8. The AV delivery system of claim 7, wherein the rotating component is fixed relative to a body of the second AV, the rotating component comprising differential thrusters or inertia wheels.

9. The AV delivery system of claim 6, wherein the control feature is fixed relative to a body of the second AV.

10. The AV delivery system of claim 6, wherein the control feature is articulable relative to a body of the second AV, and wherein the control feature comprises active thrusters of open or ducted fan configurations, enclosed air impeller, or compressed gas thrusters.

11. The AV delivery system of claim 6, wherein a landing position of the second AV is controlled in part by modulating a position of the first AV in tandem with motion of the second AV.

12. The AV delivery system of claim 1, wherein the second AV is coupled to a package, the package including the payload.

13. The AV delivery system of claim 1, wherein the second AV comprises a release assembly, wherein the release assembly is configured to:

in a first configuration, hold the package and secure the package with the second AV, and

in a second configuration, cause a disassociation of the package and the second AV at the designated drop target.

14. The AV delivery system of claim 1, wherein the first AV comprises a plurality of deployable members configured to expand with release from a portion of the AV during a hovering operation, wherein the plurality of deployable members are configured to cause a controlled descent of the AV from the hovering operation.

15. The AV delivery system of claim 14, further comprising a fabric portion coupled with the plurality of deployable members to define a canopy shape or aerodynamic maneuvering surfaces configured to cause the controlled descent of the AV from the hovering operation.
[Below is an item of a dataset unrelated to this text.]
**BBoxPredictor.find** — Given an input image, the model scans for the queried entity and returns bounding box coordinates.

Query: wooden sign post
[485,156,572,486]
16. The AV delivery system of claim 1, wherein the first AV comprises:

a propulsion system coupled with the first AV and comprising a plurality of fixed rotor assemblies and a plurality of tilt rotor assemblies, each tilt rotor assembly of the plurality of tilt rotor assemblies being configured to transition between:

a first configuration in which the tilt rotor assembly has a first orientation to induce a forward flight of the AV, and

a second configuration in which the tilt rotor assembly has a second orientation to induce a hover of the AV.

17. The AV delivery system of claim 1, further comprising an autonomous vehicle (AV) station, the AV station configured to dock the first AV above grade and charge one or more electrical components of the AV.

18. The AV delivery system of claim 17, wherein the AV station is configured to permit lowering of the second AV to allow loading of a payload through manual or automated means.

19. The AV delivery system of claim 18, wherein the second AV is configured to dock with the AV station while the first AV hovers and the first AV is pulled to a docking position relative to the AV station.

20. The AV delivery system of claim 1, further comprising a staging device, the staging device comprising a plurality of bins configured to receive items for transportation by the first AV and determine whether the items satisfy a threshold criteria indicative of an acceptable payload size.